昭和50年代頃に植えられ、30年以上経過した街路樹が日本全国には沢山あります。植えられた当初は木も小さく根を伸ばしていくスペースも十分だったと思われますが、成長とともに窮屈な状態となり、ストレスを受けています。さらに、邪魔になるという理由で枝が切られたり、道路工事などの際に根が切断されています。植栽当初の一時期を除き、この30年近くの間は街路樹にとってまさに受難の連続と言っても言い過ぎではないはずです。
幹や枝や根に傷を負い、倒木や枝折れの危険が街路樹などの公共の樹木で高まっています。
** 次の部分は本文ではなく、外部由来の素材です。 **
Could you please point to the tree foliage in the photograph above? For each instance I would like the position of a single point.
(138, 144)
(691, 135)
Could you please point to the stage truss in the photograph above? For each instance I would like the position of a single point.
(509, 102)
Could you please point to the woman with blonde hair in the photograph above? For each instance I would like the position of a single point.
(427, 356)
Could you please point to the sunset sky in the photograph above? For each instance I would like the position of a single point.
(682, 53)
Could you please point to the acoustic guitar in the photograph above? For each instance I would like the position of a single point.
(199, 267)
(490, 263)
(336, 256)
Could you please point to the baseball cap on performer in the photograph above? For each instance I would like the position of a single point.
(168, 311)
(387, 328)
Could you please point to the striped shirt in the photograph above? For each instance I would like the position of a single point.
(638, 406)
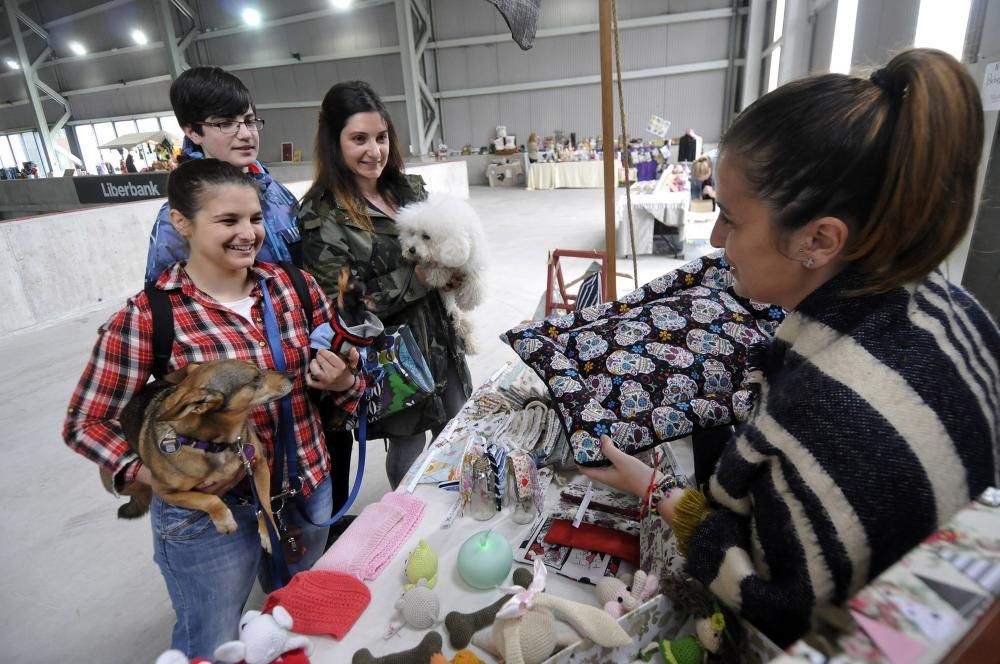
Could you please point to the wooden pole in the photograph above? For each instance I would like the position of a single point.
(608, 143)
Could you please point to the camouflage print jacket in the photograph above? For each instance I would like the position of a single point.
(331, 240)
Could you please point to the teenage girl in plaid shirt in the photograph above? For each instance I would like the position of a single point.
(217, 306)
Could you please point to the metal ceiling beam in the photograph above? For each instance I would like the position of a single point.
(283, 105)
(754, 53)
(97, 9)
(215, 33)
(83, 13)
(96, 55)
(115, 86)
(283, 62)
(175, 58)
(413, 25)
(30, 80)
(648, 22)
(670, 70)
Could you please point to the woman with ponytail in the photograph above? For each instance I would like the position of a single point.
(879, 413)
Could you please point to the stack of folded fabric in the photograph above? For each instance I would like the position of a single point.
(610, 522)
(375, 537)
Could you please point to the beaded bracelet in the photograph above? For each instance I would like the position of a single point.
(661, 491)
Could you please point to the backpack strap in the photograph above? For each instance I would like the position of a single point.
(301, 289)
(163, 329)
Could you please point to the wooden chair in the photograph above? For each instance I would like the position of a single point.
(557, 296)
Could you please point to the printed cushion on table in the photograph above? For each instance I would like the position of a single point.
(674, 356)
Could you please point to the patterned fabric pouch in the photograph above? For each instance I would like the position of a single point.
(676, 355)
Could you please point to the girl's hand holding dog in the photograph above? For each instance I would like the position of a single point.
(329, 371)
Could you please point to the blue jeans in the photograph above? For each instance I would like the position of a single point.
(209, 575)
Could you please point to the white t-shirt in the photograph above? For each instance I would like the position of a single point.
(242, 307)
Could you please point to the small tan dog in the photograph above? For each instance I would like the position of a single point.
(192, 427)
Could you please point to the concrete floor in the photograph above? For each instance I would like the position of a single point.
(81, 586)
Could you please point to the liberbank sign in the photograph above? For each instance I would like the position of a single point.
(120, 188)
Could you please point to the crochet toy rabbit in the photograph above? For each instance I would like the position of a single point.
(264, 638)
(617, 598)
(525, 628)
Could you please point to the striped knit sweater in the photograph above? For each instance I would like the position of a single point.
(878, 420)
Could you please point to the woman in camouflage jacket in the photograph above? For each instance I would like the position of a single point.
(347, 219)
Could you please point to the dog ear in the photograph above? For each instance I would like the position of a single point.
(175, 377)
(194, 401)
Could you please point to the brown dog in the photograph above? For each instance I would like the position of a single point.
(192, 428)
樹木が関連する事故を防ぐためには、事前の樹木診断が不可欠だと思います。まだまだ、一般には普及していない考えですが、我々樹木医がお役に立てるように、より一層頑張っていく必要がありそうです。
コメント
_ くーみ ― 2014/04/21 18:23
深い共感を覚えつつブログを拝見しました。町が焼け跡から復興し美しい町づくりが叫ばれ、緑化運動が盛んだった頃、日本国中でいっぱい樹木が植えられましたね。でも樹木も人間と一緒で老いて行くし、病気になるしほったらかしでは命が終わると言う事を、しみじみ考えさせられました。杜の都と歌われたわが熊本(わたしの小学校校歌です)の樹々を守って下さる事を嬉しく有難く思います。改めて皆がそういう事を考える警鐘でした、ケヤキの事故は。あの子供さん、ほんとに早くよくなってほしいですね!樹木医さん、がんばってください(ー_ー)!!ではまた・・・・。